Death of Eduard Danielian (July 25, 2017)
A prolific historian, Eduard Danielian had an important contribution to the study of Armenian ancient and medieval history.
Danielian was born on February 18, 1944, in Yerevan. He graduated from the Faculty of Geography of Yerevan State University (1961-1966) and the English section of the Institute (now University) of Foreign Languages Valery Briusov (1966-1972). After finishing the course at the Ph.D. program of the Institute of History of the Academy of Sciences, in 1972 he defended his dissertation on “The Reflection of Ancient Cosmological Views in Anania Shirakatsi’s Cosmology and Atlas.” He earned a second doctorate in 1988 with the subject “Armeno-Byzantine Political Relations in the Twilight of Sassanid Persia and the Early Period of the Arab Caliphate.”
Eduard Danielian worked for 45 years at the Institute of History of the Academy, going from junior (1972-1978) to senior researcher (1978-1989). He became head of scientific group (1989-2000) and then leading researcher (2000-2010).

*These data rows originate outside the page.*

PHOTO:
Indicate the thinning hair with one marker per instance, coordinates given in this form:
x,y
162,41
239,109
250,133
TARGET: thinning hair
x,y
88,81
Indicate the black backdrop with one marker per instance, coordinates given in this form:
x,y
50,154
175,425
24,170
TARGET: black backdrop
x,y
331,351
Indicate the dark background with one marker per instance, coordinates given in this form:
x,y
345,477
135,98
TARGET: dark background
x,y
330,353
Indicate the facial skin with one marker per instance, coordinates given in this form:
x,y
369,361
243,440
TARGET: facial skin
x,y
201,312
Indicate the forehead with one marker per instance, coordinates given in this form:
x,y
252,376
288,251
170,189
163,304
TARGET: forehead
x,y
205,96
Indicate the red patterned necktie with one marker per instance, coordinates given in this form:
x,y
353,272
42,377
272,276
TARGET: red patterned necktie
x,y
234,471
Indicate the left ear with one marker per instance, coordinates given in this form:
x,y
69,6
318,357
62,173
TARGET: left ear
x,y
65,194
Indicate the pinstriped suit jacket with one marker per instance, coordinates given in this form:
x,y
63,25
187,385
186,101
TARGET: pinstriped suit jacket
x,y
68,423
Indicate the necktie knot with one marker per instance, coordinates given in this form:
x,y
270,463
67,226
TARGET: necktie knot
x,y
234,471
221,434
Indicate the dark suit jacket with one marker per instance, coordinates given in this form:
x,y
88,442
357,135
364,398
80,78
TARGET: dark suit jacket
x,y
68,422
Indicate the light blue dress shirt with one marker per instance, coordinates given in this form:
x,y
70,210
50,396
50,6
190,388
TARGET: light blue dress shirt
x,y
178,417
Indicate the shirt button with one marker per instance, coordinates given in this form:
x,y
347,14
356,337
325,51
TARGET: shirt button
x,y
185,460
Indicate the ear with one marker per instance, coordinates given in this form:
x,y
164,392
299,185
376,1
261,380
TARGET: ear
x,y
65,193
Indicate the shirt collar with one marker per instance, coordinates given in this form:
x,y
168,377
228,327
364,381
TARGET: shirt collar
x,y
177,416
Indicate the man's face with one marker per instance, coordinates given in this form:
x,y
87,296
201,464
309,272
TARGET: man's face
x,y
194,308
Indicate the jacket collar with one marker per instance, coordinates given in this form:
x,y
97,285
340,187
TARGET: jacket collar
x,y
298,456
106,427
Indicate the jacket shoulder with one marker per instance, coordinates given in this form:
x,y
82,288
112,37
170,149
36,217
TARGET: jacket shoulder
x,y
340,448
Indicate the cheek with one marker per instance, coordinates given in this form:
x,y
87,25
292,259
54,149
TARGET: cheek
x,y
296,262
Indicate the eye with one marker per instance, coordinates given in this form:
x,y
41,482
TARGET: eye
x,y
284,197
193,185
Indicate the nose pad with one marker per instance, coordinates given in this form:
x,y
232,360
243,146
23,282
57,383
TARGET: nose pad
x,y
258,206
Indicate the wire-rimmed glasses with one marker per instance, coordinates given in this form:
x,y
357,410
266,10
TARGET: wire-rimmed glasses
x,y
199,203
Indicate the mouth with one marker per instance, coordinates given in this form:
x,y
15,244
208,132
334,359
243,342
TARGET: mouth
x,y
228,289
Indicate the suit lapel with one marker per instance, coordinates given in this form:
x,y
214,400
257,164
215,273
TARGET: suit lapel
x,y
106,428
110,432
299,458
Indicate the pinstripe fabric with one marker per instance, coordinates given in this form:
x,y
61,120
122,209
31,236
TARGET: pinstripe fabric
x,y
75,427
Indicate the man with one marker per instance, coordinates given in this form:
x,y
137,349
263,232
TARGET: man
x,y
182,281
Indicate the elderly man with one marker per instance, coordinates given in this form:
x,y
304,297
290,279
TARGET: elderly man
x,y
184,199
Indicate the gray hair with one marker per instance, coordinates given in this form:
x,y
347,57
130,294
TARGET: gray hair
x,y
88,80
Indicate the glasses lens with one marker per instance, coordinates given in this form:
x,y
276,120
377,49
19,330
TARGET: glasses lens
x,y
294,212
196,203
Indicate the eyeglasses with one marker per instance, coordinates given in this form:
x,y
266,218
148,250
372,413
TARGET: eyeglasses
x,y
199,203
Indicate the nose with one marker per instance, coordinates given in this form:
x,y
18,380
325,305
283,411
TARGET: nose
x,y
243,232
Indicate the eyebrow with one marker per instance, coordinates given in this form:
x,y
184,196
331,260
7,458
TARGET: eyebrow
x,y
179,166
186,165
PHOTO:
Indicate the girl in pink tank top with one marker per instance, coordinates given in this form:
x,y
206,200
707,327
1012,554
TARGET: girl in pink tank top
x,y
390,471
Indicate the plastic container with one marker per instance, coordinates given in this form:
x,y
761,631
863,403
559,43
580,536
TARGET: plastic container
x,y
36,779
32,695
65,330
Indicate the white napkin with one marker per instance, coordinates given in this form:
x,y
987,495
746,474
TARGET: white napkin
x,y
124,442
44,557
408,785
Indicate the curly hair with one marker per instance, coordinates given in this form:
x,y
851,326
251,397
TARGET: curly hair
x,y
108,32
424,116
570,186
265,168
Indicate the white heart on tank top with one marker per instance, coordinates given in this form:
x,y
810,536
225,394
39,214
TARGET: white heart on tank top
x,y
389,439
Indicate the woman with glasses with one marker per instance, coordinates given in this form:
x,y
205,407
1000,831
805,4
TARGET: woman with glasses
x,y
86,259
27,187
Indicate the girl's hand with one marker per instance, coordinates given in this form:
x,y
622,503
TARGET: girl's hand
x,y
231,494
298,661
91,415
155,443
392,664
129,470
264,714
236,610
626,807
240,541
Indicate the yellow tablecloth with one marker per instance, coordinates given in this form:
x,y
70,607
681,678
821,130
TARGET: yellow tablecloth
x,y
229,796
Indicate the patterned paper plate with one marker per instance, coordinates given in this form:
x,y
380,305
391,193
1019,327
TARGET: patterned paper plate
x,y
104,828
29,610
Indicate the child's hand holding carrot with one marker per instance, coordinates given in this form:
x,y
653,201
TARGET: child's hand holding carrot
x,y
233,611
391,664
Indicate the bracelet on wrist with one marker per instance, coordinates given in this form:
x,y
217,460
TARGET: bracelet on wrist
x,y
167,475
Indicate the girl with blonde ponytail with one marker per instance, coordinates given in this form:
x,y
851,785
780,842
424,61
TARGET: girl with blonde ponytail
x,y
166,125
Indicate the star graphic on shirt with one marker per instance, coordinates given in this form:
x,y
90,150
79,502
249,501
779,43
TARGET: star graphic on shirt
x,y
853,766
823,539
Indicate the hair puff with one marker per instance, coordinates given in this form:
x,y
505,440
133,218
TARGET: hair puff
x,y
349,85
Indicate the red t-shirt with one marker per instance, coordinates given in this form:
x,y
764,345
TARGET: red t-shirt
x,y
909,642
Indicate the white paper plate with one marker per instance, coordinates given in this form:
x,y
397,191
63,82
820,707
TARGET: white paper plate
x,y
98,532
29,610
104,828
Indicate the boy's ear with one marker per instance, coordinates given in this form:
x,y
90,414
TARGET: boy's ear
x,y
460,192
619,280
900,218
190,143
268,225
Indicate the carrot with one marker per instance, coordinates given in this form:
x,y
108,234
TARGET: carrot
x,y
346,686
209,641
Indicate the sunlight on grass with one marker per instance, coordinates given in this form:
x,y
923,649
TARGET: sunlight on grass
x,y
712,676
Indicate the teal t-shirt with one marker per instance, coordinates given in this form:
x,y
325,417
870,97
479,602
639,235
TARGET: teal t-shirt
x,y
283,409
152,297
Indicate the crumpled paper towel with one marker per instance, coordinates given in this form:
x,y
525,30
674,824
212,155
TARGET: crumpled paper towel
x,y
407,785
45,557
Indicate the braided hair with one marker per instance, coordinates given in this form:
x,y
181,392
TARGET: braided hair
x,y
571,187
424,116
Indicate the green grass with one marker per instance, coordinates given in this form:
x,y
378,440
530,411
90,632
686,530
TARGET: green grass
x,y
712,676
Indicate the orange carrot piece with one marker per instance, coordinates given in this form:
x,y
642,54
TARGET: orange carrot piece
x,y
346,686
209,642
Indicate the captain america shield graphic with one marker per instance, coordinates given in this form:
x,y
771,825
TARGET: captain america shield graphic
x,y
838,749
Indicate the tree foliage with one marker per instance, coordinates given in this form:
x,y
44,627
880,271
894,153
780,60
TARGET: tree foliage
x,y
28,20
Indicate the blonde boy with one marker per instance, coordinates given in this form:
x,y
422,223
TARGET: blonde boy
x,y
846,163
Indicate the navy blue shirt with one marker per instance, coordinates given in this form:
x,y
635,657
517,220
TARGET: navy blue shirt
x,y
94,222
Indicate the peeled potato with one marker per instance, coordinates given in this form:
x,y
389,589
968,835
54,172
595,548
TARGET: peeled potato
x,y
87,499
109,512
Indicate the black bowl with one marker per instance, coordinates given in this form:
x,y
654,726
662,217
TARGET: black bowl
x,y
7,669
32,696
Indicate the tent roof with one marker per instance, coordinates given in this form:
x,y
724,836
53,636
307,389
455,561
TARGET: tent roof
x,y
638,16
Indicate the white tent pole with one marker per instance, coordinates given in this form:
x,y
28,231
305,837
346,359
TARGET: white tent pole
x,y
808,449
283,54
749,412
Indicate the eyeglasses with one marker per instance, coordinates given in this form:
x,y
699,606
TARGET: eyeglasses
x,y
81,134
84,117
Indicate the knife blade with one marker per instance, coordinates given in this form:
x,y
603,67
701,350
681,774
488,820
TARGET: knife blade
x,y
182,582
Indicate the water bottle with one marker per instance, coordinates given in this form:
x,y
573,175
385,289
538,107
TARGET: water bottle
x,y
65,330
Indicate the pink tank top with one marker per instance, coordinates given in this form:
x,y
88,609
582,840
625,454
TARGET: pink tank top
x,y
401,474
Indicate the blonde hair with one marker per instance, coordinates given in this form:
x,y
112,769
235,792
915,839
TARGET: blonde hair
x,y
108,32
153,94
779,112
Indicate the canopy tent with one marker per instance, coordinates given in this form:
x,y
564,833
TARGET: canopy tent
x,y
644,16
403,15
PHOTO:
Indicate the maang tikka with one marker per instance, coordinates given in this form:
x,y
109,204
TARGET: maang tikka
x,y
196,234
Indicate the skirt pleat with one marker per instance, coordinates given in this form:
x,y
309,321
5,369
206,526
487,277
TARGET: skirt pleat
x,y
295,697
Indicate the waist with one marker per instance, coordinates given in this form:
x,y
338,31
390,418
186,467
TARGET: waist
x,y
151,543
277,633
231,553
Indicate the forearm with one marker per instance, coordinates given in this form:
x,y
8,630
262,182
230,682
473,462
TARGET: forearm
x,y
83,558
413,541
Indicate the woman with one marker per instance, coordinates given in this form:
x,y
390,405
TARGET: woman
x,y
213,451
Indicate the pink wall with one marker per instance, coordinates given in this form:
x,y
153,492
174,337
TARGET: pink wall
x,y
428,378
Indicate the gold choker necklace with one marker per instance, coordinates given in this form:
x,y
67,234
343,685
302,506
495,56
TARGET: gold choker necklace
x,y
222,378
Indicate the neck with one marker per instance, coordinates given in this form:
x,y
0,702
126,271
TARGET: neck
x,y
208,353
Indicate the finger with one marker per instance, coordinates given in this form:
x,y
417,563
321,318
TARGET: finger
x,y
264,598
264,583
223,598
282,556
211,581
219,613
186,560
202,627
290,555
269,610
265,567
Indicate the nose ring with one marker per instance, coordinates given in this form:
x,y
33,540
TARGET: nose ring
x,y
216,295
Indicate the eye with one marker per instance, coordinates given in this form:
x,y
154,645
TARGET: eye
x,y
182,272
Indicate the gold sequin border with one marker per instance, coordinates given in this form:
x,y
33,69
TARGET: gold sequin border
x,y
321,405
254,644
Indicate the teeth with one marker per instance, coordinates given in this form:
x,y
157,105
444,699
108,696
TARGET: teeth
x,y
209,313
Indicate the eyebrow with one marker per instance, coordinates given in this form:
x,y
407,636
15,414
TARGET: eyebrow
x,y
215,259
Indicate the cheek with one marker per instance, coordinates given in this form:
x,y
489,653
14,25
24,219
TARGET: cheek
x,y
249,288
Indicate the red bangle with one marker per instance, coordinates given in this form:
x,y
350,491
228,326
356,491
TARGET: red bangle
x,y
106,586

In his final years he was head of the department of History of Ancient Centuries (2010-2017). He was the founding editor-in-chief of the English electronic journal Fundamental Armenology (2015-2017). Simultaneouly, he taught at the University of Foreign Languages Valery Briusov (1980-2000) and headed the chair of Geography at Yerevan State University (2000-2006).
He studied issues of ancient and medieval history, particularly related to the origins of the Armenia people, Armenian statehood, historical geography, and cosmological views, the sources of Christianity and the early history of the Armenian Apostolic Church, as well as Armeno-Iranian and Armeno-Byzantine relations. He was the author of about 200 scientific articles and several monographs: The Armenological Cosmological Work of the Seventh Century about the Structure of the Universe (in Russian, 1978), The Spiritual Sources to Proclaim Christianity as State Religion in Armenia (two editions, 1996 and 1997), St. Gregory the Illuminator Armenian Pontifice (1999), The Political History of Armenia and the Armenian Apostolic Church (Sixth-Seventh Centuries) (2000), History of Gandzasar (2005), and The Monastery of Gandzasar (2009).
Danielian passed away on July 25, 2017, in Yerevan.